Bugün sana biraz sen toplamaya çıktım
Büyükşehir belediyesi olmayan bir yer aradım
Belli ki oksijen sadece bazı beldelerde 
Yaşamsal fonskiyonların hızıyla rekabet 
Saç döken kimyasal reaksiyon
Boğaz serin, mevsim kış, son yüzücü emekli
Hayattan mezuniyet için erken olmalı
Deniz kenarı bir gençlik için fazla takıntı
Balık ekmek yemek için tekneden düşmek zorunlu
Şimdi nasıl da ben çekiyor senin canın
Dik bir yokuş, giriş kat, anahtar sesi
Rahat kanepe, göğüste kış uykusu
Kesintisiz uykunun huzuru
Bir cümle olmayışın takıntısı
Gözyaşının göz pınarına düşüşü

Bugün bana biraz ben toplamaya çıktım
Cümle kuramadım
Gözyaşın gözümdeydi
Okulları açtın
Yaprakları döktün
Yağmuru yağdırdın
Baharı başlattın
Bana ben bulamadım
Artık biraz da benim tanrıçamsın.

EE




Ben Eylül.
İnsanlar beni genelde sevmez.
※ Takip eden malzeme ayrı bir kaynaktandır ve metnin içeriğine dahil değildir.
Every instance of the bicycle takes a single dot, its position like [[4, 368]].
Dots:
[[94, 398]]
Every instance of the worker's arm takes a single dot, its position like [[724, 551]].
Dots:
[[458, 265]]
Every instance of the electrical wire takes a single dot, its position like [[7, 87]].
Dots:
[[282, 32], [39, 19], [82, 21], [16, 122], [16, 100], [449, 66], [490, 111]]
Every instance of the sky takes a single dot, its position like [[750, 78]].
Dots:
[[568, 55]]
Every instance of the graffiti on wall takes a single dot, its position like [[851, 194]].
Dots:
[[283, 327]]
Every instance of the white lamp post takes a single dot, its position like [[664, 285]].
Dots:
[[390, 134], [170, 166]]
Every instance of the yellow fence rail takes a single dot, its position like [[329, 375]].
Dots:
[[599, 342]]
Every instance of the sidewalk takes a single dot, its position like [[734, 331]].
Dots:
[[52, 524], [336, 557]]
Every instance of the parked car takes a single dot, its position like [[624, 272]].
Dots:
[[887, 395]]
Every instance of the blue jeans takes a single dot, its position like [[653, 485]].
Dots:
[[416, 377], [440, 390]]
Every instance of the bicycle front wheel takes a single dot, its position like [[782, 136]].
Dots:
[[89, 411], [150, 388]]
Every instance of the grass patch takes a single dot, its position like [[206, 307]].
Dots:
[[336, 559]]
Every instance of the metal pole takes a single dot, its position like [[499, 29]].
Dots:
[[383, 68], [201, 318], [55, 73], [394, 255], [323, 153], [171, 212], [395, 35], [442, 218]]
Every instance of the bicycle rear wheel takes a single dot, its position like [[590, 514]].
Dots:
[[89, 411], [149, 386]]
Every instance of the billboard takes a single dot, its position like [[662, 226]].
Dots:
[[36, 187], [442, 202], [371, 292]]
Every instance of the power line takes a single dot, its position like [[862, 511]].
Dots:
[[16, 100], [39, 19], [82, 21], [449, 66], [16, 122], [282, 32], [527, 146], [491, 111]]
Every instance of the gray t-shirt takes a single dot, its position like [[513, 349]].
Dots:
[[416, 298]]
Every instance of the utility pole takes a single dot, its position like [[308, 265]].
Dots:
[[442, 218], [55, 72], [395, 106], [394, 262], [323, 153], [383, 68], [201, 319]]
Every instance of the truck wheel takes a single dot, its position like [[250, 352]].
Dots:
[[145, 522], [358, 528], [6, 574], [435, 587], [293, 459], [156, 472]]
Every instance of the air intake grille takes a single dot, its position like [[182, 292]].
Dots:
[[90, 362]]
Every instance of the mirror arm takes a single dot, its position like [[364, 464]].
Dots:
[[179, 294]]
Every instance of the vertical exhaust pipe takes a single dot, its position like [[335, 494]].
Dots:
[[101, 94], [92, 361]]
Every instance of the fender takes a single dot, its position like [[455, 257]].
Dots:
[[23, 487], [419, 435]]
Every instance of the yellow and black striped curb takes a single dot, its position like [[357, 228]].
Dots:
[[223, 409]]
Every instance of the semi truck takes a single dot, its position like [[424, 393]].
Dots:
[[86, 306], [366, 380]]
Çünkü okulları açarım, havaları soğutur, üşütürüm. Bu benim doğamda var.
Öte yandan, sana herkesten farklı davranırım.
Herkese sonbahar, sana tek bahar olurum.
Sana özel yağmurum bile var.
Gözlerinin içine yağdırdığım.

EEŞ

08 Ekim 2024

No.9

Her zaman şöyle derim "Bazı sabahlar insan 'Bu gece neden ölmedim?' diye dert ederek uyanır" Bir süredir böyle bir sabahım olmadı. O sıralar biraz gergindim. Çok sevdiğim bir şarkıcı vardı ve yeni albüm çıkarmıştı. Genellikle yaptığı parçalarda dertten kederden kendini parçalarken yeni albümünde bol bol ne kadar aşık olduğundan bahsediyordu. Ben de bu duruma biraz içerlemiştim. Böylesine keskin bir dönüşü ve bu denli aşk içeren şarkıları takdir etmem mümkün değildi. Bir şeyler oldu...
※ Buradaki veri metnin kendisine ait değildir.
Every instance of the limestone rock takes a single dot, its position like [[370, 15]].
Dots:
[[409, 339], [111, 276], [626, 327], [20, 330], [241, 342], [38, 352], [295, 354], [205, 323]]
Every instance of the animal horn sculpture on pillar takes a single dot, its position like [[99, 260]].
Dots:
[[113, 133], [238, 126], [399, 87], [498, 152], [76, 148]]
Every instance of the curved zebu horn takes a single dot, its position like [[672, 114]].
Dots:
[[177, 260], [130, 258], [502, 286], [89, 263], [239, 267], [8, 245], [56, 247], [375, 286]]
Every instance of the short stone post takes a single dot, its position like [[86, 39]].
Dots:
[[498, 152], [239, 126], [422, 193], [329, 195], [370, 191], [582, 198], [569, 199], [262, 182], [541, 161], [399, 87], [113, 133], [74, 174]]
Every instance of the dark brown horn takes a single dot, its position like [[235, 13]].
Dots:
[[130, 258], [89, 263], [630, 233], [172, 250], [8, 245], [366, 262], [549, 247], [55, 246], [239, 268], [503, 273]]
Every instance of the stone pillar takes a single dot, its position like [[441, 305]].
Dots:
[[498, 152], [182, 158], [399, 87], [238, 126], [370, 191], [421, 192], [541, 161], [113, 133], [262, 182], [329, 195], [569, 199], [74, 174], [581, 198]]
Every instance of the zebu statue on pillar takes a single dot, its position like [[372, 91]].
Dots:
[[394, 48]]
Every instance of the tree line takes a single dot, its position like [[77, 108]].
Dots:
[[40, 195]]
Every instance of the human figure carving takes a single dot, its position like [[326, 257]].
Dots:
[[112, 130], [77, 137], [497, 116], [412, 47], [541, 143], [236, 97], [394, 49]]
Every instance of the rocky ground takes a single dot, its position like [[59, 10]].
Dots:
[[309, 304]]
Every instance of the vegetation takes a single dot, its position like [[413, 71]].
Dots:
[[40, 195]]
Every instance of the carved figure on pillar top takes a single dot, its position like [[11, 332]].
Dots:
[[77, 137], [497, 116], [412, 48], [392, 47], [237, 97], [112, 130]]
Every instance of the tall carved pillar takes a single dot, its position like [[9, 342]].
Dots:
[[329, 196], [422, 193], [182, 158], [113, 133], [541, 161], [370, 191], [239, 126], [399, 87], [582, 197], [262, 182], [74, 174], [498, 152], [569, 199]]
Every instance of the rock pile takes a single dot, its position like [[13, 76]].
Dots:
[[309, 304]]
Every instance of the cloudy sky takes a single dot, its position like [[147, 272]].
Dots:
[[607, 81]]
Çok da uzun olmayan güzel bir yolculuk yaptım. Yolda çok sevdiğim şarkılara bağıra bağıra eşlik ettim. Her zaman yol yapmayı sevmişimdir ama bu kez farklıydı. Gereğinden fazla dijital yollarla tanıştığım, henüz sesini bile duymadığım birinin yanına gitmeye karar vermiştim. Üstelik henüz tanışalı 48 saat bile olmamıştı. Bir şekilde yanına varmayı başarabildim. Hem yol hemen bitsin istedim, hem de hiç bitmesin bu içimdeki heyecanın keyfini sonsuza kadar çıkarayım istedim. Abartılı bir heyecan değildi belki ama dostlarımla rakı masasında otururken mezelerin gelmesini beklemek, kadehleri ilk kez tokuşturmak, "E hadi hoş geldiniz" demek gibiydi.

Yolculuk bitti ama ben hep yolun taraftarı olarak kalmaya kararlıydım. Yanıma onu da alıp yüzmek için uygun olmayan, ancak seyretmesi hayli keyifli bir denizin sahilini onunla paylaşmak için tekrar yola çıktım. Bütün bir gün, bütün bir sahil, çok farklı dillerde birçok sözcük ve birçok farklı his çok hızlı enjekte edildi damarlarımıza. İki insanın susmadan bu kadar uzun süre konuştuğu bir film izlemedim hiç. Zaten böyle şeyler gerçek hayatta olmaz diye düşündüm.

Artık yolları ve yolculukları paylaşabileceğimize karar verdik...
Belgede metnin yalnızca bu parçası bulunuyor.